Sem uma questão definida para averiguar resolvi
observar tudo, e continuava sem entender o que motivava tanto um grupo indígena
de várias etnias a se manter dentro de uma cidade como o Rio de Janeiro (ou
qualquer outra grande cidade), já que pra mim eram culturas baseadas em suas
relações com a natureza.
O cheiro do lugar, que tanto incomodou alguns
membros da equipe, não me causou qualquer sensação de estranhamento, Francis
tinha um cheiro forte, mas isso tampouco me incomodava.
Não conversamos com ninguém, mas ficamos sabendo,
por intermédio de Francis, sempre muito atencioso conosco, que haveria um
mutirão para a construção das ocas, além de aula de guarani e uma mesa de
diálogos com as mulheres da aldeia, tudo isso no sábado, o que nos seria muito
útil, tanto para o material filmado quanto para a pesquisa. As questões que eu
construí ali para levar ao grupo eram as seguintes: saber de onde ver a subsistência
daquele grupo, onde compram suas comidas?, a falta de comida típica era um
problema?, as crianças iam ao colégio?, sofriam algum tipo de preconceito, de
pais, colegas ou professores? E o que pretendem fazer com o espaço, numa
possível reforma do mesmo, no sentido de subsistência?
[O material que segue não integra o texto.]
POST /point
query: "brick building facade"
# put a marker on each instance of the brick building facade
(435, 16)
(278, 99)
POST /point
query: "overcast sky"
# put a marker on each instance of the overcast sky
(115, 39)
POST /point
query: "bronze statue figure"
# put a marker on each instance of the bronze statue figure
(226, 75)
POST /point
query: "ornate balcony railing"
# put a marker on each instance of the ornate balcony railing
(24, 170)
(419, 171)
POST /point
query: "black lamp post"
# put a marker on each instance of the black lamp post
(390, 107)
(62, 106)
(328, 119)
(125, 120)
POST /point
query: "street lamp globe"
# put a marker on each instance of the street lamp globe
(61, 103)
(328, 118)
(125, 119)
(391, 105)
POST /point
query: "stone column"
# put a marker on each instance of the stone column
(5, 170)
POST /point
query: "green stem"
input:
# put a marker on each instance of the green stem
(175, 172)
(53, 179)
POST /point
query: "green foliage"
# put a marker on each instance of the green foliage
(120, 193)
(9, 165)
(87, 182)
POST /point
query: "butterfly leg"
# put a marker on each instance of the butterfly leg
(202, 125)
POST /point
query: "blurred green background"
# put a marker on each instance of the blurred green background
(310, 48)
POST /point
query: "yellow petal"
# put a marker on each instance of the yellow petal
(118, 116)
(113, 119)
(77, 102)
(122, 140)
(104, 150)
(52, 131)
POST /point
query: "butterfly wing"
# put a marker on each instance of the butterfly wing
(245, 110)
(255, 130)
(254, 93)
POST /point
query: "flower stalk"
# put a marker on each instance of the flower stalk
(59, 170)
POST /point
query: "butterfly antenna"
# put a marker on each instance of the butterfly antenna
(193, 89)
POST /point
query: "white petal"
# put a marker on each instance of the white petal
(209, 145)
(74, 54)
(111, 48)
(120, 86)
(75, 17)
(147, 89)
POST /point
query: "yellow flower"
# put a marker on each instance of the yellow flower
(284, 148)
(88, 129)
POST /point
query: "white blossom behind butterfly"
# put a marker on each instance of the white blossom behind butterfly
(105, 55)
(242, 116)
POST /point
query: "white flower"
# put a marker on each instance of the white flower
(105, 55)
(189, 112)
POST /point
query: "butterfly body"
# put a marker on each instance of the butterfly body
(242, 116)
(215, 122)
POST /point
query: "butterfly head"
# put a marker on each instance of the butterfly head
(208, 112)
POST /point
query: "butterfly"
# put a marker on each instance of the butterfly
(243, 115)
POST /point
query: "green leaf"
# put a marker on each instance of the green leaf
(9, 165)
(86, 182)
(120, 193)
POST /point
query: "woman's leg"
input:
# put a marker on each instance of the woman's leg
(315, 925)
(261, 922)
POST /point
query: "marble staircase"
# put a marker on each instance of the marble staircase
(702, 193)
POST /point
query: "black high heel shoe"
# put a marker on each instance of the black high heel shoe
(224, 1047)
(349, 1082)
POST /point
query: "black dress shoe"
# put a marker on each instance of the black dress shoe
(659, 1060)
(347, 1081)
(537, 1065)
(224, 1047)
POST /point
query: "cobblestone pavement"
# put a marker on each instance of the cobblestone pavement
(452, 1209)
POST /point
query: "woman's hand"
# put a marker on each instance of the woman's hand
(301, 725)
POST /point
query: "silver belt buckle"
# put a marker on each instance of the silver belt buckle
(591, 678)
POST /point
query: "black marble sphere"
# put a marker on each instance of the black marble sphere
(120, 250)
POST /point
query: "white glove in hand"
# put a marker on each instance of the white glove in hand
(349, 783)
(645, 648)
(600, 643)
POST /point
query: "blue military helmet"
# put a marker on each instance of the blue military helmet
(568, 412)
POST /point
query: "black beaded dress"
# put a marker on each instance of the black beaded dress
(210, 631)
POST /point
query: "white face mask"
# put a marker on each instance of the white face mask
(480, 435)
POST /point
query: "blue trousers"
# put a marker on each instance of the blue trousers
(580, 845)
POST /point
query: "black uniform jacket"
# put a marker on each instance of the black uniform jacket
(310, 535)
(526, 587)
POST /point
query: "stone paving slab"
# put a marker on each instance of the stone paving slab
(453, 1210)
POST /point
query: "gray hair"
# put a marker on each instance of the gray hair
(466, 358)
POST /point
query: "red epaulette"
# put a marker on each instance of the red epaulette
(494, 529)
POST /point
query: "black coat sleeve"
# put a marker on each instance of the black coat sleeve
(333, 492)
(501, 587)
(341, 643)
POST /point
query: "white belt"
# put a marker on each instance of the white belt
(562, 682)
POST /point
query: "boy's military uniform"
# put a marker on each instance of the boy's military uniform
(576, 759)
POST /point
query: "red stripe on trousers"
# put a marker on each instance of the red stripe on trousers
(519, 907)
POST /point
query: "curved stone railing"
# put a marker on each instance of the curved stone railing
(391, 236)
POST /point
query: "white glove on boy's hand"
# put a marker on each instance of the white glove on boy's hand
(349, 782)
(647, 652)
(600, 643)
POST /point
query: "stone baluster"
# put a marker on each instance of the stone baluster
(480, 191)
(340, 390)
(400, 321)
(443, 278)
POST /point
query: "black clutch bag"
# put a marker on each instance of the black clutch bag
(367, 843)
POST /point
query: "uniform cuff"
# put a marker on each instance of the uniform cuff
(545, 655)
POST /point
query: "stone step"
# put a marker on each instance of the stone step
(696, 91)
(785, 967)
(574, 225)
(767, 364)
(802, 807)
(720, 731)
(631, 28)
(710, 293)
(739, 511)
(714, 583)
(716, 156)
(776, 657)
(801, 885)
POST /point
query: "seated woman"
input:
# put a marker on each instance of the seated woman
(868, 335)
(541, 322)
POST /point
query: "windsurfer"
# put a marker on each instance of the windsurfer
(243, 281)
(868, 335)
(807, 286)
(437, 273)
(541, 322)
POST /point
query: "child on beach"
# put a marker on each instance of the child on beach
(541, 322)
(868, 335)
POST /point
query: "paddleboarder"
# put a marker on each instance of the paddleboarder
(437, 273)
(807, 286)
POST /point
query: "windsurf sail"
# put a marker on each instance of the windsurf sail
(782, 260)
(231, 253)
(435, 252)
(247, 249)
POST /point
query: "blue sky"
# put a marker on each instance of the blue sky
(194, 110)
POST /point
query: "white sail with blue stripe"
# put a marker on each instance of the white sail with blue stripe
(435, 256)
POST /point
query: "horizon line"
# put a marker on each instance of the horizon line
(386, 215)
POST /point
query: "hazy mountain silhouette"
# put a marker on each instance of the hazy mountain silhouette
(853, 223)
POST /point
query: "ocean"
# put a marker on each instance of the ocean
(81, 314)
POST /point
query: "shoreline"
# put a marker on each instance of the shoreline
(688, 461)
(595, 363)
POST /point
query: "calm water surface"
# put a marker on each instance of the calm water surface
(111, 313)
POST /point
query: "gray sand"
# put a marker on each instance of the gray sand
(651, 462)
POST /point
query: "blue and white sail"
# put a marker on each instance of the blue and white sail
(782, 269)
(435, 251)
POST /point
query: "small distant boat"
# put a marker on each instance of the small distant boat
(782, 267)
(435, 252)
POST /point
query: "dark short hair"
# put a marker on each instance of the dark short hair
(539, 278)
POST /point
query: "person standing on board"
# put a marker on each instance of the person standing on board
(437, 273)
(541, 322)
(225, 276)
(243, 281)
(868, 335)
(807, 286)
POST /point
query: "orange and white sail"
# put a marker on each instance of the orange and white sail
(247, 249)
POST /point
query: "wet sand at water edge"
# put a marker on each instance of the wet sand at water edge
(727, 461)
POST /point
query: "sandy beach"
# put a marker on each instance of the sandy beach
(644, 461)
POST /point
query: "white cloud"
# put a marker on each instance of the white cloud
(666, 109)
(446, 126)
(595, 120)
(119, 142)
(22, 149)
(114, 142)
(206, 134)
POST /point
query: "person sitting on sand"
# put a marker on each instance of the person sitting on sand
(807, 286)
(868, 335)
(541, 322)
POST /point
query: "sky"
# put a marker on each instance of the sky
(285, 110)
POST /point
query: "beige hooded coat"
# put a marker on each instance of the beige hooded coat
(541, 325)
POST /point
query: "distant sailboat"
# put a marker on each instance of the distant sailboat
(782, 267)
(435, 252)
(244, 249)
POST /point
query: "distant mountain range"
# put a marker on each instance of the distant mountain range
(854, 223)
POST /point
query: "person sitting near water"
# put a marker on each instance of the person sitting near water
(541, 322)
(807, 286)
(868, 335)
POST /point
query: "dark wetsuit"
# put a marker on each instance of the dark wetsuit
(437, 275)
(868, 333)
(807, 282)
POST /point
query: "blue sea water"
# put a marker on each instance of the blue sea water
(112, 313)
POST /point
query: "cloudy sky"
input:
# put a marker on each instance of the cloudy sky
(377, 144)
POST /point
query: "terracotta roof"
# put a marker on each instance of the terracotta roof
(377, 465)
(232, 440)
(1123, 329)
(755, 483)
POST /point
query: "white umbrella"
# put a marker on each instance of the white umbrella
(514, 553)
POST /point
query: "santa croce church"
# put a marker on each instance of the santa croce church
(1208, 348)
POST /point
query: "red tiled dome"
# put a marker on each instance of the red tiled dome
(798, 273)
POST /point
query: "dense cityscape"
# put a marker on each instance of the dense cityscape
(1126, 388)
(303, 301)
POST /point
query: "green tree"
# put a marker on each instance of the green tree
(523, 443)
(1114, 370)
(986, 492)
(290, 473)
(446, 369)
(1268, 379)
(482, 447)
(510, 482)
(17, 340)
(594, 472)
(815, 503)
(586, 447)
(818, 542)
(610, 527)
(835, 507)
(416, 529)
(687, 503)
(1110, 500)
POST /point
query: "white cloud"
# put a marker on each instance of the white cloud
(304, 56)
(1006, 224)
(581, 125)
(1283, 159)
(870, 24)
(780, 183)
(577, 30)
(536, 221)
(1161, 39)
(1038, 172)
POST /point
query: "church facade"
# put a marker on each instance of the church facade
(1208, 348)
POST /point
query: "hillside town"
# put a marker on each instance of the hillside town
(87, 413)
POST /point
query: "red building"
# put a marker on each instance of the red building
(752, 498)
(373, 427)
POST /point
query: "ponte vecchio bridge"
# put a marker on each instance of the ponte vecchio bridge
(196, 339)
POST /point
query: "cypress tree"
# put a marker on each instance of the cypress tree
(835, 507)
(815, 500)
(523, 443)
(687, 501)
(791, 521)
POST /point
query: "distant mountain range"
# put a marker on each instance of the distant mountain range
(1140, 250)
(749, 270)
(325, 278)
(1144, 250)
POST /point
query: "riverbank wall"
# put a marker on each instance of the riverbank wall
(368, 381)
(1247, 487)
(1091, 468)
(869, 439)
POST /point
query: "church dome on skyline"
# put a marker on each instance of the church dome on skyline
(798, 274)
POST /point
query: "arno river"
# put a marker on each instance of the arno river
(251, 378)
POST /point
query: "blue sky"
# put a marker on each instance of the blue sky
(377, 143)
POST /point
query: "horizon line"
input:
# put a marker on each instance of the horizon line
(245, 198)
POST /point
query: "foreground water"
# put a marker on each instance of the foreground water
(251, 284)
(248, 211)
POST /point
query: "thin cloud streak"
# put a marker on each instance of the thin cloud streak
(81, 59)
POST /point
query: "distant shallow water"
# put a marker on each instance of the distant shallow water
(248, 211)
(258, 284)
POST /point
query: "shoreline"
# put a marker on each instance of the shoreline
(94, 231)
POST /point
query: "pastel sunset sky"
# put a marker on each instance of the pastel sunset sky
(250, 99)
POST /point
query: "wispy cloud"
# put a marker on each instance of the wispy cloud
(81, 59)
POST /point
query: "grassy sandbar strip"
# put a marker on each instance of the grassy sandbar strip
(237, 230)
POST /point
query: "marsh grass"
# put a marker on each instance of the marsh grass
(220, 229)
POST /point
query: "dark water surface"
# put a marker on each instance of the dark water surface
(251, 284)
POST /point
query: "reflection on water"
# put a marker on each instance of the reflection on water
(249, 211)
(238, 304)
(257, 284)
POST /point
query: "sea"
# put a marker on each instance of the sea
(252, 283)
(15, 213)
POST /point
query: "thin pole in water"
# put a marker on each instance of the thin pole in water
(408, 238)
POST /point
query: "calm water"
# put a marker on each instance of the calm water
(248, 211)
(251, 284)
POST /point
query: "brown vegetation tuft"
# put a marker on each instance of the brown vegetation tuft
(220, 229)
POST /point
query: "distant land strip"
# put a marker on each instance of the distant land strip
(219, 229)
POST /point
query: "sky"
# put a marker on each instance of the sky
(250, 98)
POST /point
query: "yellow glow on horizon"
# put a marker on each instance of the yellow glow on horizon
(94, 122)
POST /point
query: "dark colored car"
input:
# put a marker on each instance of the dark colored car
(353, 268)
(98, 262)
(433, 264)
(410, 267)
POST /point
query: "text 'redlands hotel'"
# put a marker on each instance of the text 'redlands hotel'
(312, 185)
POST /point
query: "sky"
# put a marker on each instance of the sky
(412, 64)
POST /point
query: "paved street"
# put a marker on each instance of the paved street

Houve uma roda para danças e cantos ao final da
discussão, e pessoas de todos os meios apareceram e participaram, me chamaram
para entrar mas preferi ficar de fora olhando, o que foi uma besteira, deveria
ter me juntado.
Saí de lá pensando até onde eles teriam realmente
direito àquele lugar, sem julgamentos de certo ou errado, somente tentando ver
a situação muito de fora, mas como a neutralidade é impossível eu entendi que
não entendia nada, e que não havia feito pesquisas e entrevistas suficientes
para ter sequer uma rasa noção sobre o que é aquela luta ali.